5. Space – My friends and I have been discussing this one a lot lately, as it appears that many of today’s composers feel the need to fill up every possible space in music with something going on. One of my friends said, “music is how you get out of silence, and back into silence.” I also believe that there needs to be breath in music. It has to ebb and flow and have moments of repose. Certainly a piece that just comes at you for 3 to 5 minutes straight can be effective, but after that point our ears need some breaks in order for the next phrase or part of the composition to be more effective. Space can obviously lead to better drama in composition. Rest in music is a good thing and can provide the space necessary for color, texture and timbre, making a piece more intriguing and interesting to listen to.

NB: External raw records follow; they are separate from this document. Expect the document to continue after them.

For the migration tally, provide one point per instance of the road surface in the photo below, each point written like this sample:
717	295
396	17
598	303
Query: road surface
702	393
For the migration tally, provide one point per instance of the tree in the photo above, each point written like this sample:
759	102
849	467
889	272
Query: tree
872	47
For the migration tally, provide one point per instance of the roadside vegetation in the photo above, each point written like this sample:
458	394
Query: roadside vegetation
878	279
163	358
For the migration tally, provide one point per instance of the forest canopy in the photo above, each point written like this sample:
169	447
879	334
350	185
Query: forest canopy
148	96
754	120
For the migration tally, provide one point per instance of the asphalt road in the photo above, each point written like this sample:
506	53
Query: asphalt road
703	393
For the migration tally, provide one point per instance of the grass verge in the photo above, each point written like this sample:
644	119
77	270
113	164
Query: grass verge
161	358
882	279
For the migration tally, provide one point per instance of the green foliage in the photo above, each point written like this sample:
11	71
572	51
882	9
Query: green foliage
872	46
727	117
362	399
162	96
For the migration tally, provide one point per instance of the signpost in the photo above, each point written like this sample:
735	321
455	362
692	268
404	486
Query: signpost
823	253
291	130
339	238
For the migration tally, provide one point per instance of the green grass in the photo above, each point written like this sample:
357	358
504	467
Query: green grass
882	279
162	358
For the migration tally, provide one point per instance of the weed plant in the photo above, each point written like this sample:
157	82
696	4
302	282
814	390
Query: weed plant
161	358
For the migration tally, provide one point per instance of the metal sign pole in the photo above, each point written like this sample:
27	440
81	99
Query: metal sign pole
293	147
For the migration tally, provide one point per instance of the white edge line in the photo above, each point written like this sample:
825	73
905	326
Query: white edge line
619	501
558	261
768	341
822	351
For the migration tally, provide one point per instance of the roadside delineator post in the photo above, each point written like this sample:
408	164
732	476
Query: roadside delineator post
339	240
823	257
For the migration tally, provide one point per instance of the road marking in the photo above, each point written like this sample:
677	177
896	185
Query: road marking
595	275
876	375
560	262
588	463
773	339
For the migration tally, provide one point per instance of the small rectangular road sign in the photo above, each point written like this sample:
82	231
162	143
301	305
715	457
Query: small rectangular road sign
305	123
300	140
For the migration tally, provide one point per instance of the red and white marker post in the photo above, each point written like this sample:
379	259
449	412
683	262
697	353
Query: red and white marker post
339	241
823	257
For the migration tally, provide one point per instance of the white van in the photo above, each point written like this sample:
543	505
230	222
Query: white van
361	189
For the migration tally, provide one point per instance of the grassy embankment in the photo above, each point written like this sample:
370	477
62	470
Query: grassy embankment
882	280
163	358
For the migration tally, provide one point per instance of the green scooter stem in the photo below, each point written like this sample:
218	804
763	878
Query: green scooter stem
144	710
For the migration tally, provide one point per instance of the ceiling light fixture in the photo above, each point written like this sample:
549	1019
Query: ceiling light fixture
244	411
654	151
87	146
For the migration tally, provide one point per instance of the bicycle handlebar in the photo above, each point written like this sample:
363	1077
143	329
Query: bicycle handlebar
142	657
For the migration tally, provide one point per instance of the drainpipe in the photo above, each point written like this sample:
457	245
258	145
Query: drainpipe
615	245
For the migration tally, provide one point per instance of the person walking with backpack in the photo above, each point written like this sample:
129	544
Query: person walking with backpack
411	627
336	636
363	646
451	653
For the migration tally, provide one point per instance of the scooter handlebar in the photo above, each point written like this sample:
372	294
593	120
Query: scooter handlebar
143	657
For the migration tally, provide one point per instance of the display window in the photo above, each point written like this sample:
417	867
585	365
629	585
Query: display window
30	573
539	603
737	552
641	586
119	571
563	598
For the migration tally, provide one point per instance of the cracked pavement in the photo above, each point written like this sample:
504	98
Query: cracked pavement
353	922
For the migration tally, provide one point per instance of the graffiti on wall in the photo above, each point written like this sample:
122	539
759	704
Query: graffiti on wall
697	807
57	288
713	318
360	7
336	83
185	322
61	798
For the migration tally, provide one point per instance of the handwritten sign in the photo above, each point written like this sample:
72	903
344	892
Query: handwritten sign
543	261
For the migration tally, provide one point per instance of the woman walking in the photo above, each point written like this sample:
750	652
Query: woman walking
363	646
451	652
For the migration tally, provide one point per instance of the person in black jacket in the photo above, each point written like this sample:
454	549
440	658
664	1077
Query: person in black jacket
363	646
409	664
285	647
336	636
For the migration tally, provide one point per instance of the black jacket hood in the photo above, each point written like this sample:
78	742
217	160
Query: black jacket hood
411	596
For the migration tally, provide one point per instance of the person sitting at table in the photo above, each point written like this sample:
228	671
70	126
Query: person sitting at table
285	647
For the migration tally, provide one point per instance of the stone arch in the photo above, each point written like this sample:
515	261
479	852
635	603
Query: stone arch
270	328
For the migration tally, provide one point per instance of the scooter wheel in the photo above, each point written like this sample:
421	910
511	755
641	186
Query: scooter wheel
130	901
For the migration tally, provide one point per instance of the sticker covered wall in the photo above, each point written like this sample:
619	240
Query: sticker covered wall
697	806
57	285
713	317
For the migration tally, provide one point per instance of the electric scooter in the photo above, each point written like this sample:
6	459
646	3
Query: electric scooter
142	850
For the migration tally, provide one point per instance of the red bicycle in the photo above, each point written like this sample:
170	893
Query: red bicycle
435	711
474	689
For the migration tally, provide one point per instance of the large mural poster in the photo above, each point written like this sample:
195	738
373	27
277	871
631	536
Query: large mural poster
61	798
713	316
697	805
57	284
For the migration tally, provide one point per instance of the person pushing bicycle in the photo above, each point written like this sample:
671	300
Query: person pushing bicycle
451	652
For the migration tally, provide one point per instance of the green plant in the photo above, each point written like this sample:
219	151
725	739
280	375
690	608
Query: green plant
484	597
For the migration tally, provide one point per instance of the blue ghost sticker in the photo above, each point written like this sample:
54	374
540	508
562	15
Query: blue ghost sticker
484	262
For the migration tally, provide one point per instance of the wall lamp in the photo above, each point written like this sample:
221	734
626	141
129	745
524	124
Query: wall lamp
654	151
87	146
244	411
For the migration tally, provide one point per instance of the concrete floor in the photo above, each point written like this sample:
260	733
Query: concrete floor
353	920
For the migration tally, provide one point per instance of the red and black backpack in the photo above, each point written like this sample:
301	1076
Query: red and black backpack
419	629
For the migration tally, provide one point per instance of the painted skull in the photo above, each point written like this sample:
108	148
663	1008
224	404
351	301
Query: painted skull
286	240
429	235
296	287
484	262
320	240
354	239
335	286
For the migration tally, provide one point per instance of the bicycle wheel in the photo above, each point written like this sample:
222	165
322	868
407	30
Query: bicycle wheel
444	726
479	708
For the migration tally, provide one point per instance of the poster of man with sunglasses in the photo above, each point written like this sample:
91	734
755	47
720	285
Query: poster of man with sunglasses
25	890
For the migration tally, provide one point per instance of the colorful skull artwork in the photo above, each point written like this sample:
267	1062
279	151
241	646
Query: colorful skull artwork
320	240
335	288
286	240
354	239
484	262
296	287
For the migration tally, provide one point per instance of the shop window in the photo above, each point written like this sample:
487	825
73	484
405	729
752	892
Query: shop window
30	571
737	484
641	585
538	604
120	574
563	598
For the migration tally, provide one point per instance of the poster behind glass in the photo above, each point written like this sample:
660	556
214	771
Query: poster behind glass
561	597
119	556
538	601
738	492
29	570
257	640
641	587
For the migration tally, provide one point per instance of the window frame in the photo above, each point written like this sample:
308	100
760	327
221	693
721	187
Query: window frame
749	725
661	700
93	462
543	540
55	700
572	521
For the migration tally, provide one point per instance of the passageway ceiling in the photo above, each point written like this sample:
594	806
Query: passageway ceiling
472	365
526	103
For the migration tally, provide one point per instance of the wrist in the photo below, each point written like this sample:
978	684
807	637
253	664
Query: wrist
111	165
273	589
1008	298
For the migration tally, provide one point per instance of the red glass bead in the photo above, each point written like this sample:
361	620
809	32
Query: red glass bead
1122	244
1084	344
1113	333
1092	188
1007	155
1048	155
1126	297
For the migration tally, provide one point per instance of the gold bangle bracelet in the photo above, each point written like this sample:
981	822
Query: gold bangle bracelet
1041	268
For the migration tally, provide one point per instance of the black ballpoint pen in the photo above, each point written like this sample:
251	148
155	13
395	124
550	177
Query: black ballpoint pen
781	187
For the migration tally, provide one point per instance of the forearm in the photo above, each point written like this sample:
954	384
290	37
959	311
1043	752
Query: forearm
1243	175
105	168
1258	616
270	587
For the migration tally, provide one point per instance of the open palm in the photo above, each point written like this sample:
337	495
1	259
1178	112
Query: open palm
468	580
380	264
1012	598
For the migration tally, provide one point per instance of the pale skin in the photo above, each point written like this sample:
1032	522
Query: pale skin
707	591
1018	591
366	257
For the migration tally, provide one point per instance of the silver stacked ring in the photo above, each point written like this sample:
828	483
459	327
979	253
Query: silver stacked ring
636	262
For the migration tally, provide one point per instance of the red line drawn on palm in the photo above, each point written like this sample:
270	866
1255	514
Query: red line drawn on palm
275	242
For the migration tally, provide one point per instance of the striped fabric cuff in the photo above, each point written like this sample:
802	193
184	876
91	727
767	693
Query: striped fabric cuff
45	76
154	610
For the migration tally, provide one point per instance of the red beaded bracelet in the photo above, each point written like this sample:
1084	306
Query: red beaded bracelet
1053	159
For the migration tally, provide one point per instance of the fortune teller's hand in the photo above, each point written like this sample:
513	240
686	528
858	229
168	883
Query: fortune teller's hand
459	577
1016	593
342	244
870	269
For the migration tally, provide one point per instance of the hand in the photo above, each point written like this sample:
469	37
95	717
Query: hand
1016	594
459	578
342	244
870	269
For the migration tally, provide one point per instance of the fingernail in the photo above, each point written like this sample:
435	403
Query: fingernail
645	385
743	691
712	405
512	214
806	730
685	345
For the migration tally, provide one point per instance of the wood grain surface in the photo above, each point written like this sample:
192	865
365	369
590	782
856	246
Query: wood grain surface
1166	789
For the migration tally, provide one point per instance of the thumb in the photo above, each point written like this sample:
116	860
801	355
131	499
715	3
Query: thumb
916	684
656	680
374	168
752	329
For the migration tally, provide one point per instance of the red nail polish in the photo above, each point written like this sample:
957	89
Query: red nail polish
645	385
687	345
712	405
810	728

6. Usefulness – You might think, what does this have to do with quality? In my opinion a lot. I believe that if you determine it is a quality piece of music, then ultimately it has usefulness with your students. But, I also understand that in the educational realm finding pieces that help you teach specific things to your students is very important as well. Although we should consider characteristics 1 through 5 first, it is critical that we find music that can be used to teach concepts that our students need, or pieces that push them in the ways they need to be pushed.

Try not to select music only on the fact you like the tune when you hear the demo recording. Since the music you play with your ensembles is your curriculum, it is essential that you take the time when picking music to look carefully at the piece for the items mentioned above. Are there other factors that can be considered? Certainly, but this is a good place to start. Even pieces that are to be used for functional purposes like a holiday concert or a spring concert can and should have all of these elements. I am a big believe that there is great music in every genre. The problem today is sifting through the thousands of choices you have as a music educator to get just the right piece for your students’ needs. I hope that these suggestions will help to clarify your selection process into something more concrete. Most importantly, trust your musical tastes and talent when selecting music, and always keep in mind that no ones knows the needs of your students better than you! Good luck!